I don't want you to consider this a full review, just my impressions of the software as it was used in this one case.
Icy (http://icy.bioimageanalysis.org/)
Icy is a very impressive-looking Java imaging program with some impressive plugins with a vast array of decent looking plugins. Good for some 3D segmentation, confocal processing, cell counting, general tracking, masking. It comes with its own version of ImageJ that is independent of the installed Fiji. Creates temporary cache on /tmp. Very little documentation for what the plugins do, but the website for plugins is great. Their website is great, in general. Unfortunately, they just switched their forums to image.sc, where their content is going to get lost in the noise. Good luck.
The plugin menu is abbreviated in French (because the French wrote this software). It's easy to install plugins, but difficult to figure out what they do inside the software. They really need tooltips to bring up the description. I like the plugin selection, if they actually work.
Unfortunately, Icy is not ready for prime time. It can't handle large data sets, which is to say that it failed to load my large image stack. I had to kill it several times before I gave up. Virtual stacks may cause errors with plugins (there's no excuse for this). My image stacks work fine in Fiji. There's no excuse.
They have a nice selection of plugins, but I've already had some Java exceptions just messing around. This package isn't stable and can't handle even my modest load. The main knock on this package is that it's somehow intertwined with ImageJ, which is not what should be happening. ImageJ needs to be replaced, and adding a front end to a package that is already a mess is just asking for trouble.
I had to delete it and can't recommend it, even though it looked fantastic. If anyone from the Icy team is reading this, get rid of ImageJ. That is all legacy code. Why should anyone switch to your package when it is even more complicated than the original?
ilastik (https://www.ilastik.org/)
Image manipulation, sepcializing in object recognition. Has layers like photo editing software.
This is not a general purpose scientific imaging package. It only handles predetermined tracking algorithms. Possibly useful, but I have no need to test it this way.
It has a really bad UI design. Inflexible. You can only open projects, but can't create them, is what I'm seeing. Way too many files. This thing is a memory hog.
QuPath (https://www.ilastik.org/)
Quantitative Pathology & BioImage Analysis. They want to specialize in whole slide imaging with cell classification.
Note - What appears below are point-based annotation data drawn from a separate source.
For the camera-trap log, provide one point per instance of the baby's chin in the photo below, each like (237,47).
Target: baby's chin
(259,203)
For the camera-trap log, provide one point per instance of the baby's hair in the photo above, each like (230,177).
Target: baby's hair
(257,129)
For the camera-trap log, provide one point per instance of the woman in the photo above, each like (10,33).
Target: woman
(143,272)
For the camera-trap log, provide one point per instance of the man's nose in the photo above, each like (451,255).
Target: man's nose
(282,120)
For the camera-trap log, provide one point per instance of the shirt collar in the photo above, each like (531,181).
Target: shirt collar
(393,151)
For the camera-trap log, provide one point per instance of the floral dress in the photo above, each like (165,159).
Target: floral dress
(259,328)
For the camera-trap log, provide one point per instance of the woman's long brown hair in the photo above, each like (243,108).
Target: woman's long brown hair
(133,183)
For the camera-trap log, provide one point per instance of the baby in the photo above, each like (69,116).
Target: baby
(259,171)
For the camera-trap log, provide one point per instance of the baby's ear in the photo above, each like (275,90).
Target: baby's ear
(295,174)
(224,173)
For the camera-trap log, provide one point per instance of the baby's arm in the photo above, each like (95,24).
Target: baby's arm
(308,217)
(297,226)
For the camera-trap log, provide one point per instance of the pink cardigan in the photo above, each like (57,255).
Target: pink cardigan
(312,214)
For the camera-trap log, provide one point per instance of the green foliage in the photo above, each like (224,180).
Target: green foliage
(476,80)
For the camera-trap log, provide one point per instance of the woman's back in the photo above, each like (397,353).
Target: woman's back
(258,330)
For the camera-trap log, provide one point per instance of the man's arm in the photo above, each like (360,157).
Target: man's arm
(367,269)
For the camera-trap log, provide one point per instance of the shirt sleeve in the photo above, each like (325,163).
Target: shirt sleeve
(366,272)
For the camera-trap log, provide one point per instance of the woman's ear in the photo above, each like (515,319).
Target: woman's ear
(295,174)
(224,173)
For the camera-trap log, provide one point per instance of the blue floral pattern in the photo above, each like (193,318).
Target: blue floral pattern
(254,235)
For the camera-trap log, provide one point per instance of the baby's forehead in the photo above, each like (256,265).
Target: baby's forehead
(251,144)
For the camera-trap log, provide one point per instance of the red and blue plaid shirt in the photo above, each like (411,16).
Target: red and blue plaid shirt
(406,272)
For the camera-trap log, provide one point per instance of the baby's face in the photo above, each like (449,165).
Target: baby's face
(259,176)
Apparently moribund as a project. Using an old JavaRE that had a working JavaFX. Java is currently fragmented, and JavaFX is not available. I deleted it because I couldn't use it for general scientific image processing. Maybe I'll compare it to CellProfiler at some point.
Mayavi2
Looks like a data analysis plotting package, a bad looking one that is not up to date in the Linux repos, and even if it were, it wouldn't be that great. The documentation makes it look bad. I've tried using it before on Windows and ended up deleting it. It's not terrible, but we have better choices available for that sort of thing. I think it has some potential advantages for 3D surfaces, but in my previous attempts to use it, I didn't get any useful work out of it and went back to Amira & Imaris.
Another issue with Mayavi is that it's built on the VTK toolkit, which is Python-centric, and all those packages built on the same toolkit talk well to one another, but you can't really deal with data from outside their walled garden. I deleted this one and can't recommend it. I'm sure it's good for something, but I don't feel like the struggle to use the software.
I can't recommend any of these packages. What Linux needs is a simple scientific hyperstack viewer and manipulator written in C/C++ with no external dependencies, and in a native graphics toolkit. I'm sick of the Java/Python mess of building/installing/crashing. Sure they work some of the time, but it's been bad for years, and ImageJ was built with Swing, which looked bad when it started and hasn't gotten any better. It's just bad design all around, and we need a fresh start... with a special emphasis on KISS, avoiding external libraries, and paying attention to memory management.